Pernyataan tersebut didukung oleh Hendarman, Ketua Dewan Pengurus Wilayah (DPW) SPI Bengkulu. Ia menyampaikan bahwa saat ini petani sulit untuk bercocok tanam akibat sulit untuk memprediksi cuaca yang tidak lagi sesuai dengan kalender pertanian.
Hepy Nur dari KPBI melanjutkan, dalam perspektif buruh isu perubahan iklim memang bukan menjadi isu mainstream yang dibahas. Namun ada beberapa hal yang menjadi perhatian, khususnya buruh di bidang kelistrikan.
“Hal yang ingin kami tambahkan dari aspek buruh adalah penguasaan aset industri atau perusahaan, dalam konteks industri kelistrikan. Ada dorongan yang cukup besar dengan dukungan pendanaan dari Bank Pembangunan Asia (ADB) tentang penghentian pembangkit listrik tenaga fosil. Hal yang kami tekankan adalah adanya transisi yang berkeadilan. Perubahan industi ke arah ramah lingkungan harus memperhatikan nasib pekerja, jangan sampai mengakibatkan pemutusan hubungan kerja bagi buruh,” katanya.
Gunawan dari IHCS menekankan krisis iklim melahirkan spektrum baru konflik agraria, munculnya perampasan tanah dan konflik-konflik agraria baru atas nama pembangunan berkelanjutan dan perubahan iklim.
“Perampasan tanah atas nama lingkungan hidup dan pembangunan berkelanjutan juga semakin masif mengingat ruang perampasan tanah terbuka di dalam UU Cipta Kerja.
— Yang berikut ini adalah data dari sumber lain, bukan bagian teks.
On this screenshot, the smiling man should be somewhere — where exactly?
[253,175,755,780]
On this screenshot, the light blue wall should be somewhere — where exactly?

Begitu juga dalam aspek kedaulatan petani. Kita ketahui revisi terhadap UU Sistem Budidaya Pertanian Berkelanjutan dalam UU Cipta Kerja berakibat pada hilangnya pengaturan mengenai investasi di bidang perbenihan. Kita akan didorong untuk menggunakan kekuatan korporasi dibandingkan bersandar kepada kekuatan masyarakat lokal,” katanya.
Parid Ridwanudin dari IGJ menekankan, berapa kali pun COP diselenggarakan, tidak akan mengubah krisis lingkungan hidup global karena kepentingan dagang dan investasi negara-negara maju yang berhimpun dalam G-20 tidak pernah dievaluasi, dikoreksi dan dihentikan. Perdagangan dan investasi yang dijalankan oleh negara-negara G20 selama ini bercorak ekstraktif dan eksploitatif, seperti mendorong deforestasi dan mencemari lautan.
“Dengan demikian, krisis iklim tidak bisa dilepaskan dari wacana dan praktik perdagangan serta investasi antar negara terutama yang didominasi oleh negara-negara yang berhimpun di G-20. Sebanyak 75 persen perdagangan global itu berada di negara-negara G-20. pada saat yang sama 84 persen emisi global dihasilkan dari lalu lintas perdagangan dan investasi ini,” jelasnya.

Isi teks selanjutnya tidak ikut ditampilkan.